Dessa forma, fica evidente a desigualdade acentuada entre as classes, uma vez que há uma posição hierárquica dentro do conjunto. Desigualdade essa no campo político e econômico, havendo um desfavorecimento por sua vez, da classe menosprezada, da infraestrutura.

3 A PRÁXIS REVOLUCIONÁRIA DE MARX NO DIREITO SOCIAL

Saber que a sociedade tem que mudar, que a corrupção é fato e presente em nosso contexto político, que a classe dominante usa o sistema jurídico para manter sua hegemonia, disso todo mundo sabe. E Marx critica isso, tudo ficar pairado no campo das teorias, das observações, do campo ideológico.
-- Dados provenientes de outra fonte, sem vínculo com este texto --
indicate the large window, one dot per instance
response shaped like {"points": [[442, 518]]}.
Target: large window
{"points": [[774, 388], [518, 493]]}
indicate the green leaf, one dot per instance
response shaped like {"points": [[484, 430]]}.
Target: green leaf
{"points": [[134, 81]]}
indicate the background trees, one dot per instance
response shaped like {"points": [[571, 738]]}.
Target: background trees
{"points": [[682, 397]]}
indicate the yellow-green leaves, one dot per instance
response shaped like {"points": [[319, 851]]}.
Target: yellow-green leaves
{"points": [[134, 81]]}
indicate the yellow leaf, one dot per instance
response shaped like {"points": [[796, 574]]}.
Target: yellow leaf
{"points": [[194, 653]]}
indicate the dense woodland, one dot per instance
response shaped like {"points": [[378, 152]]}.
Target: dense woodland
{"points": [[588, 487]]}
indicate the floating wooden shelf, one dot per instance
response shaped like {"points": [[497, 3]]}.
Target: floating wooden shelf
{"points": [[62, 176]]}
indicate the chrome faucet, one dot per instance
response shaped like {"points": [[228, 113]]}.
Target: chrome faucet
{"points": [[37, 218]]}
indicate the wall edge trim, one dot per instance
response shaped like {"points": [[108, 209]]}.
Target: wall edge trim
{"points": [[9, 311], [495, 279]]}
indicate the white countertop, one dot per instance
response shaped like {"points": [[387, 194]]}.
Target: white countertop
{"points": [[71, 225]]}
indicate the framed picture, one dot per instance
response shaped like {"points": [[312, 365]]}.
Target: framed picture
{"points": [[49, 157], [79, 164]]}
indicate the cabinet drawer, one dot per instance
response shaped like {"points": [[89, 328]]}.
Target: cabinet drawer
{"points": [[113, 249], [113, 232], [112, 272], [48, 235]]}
Para Marx, deve haver movimento, manifestação, ação por parte das pessoas gerando transformação na sociedade.

Marx distancia-se, portanto, da tradição das coisas que ficavam apenas no campo ideológico e cognitivo, passando para um campo mais prático e concreto, que é da ação humana.

Afirma isso Alysson Mascaro:

Desgarrando-se, pois, de uma tradição puramente conceitual, essencialmente cognitiva, idealista – como foi própria de Kant e de toda a tradição alemã, Hegel inclusive -, Marx passa a uma instância diversa, a humana. No entanto, não persiste nessa instância da mesma forma que Feuerbach. Interessava não o homem tomado apenas em sua materialidade, mas o aspecto prático do homem, tomado em sua sociabilidade. Essas relações sociais humanas não são dados de uma apreensão meramente empírica ou da conta da “natureza” humana, como era o caso dos materialismos até então, mas são relações verificadas na história, processualmente. (MASCARO, 2010, p. 95) 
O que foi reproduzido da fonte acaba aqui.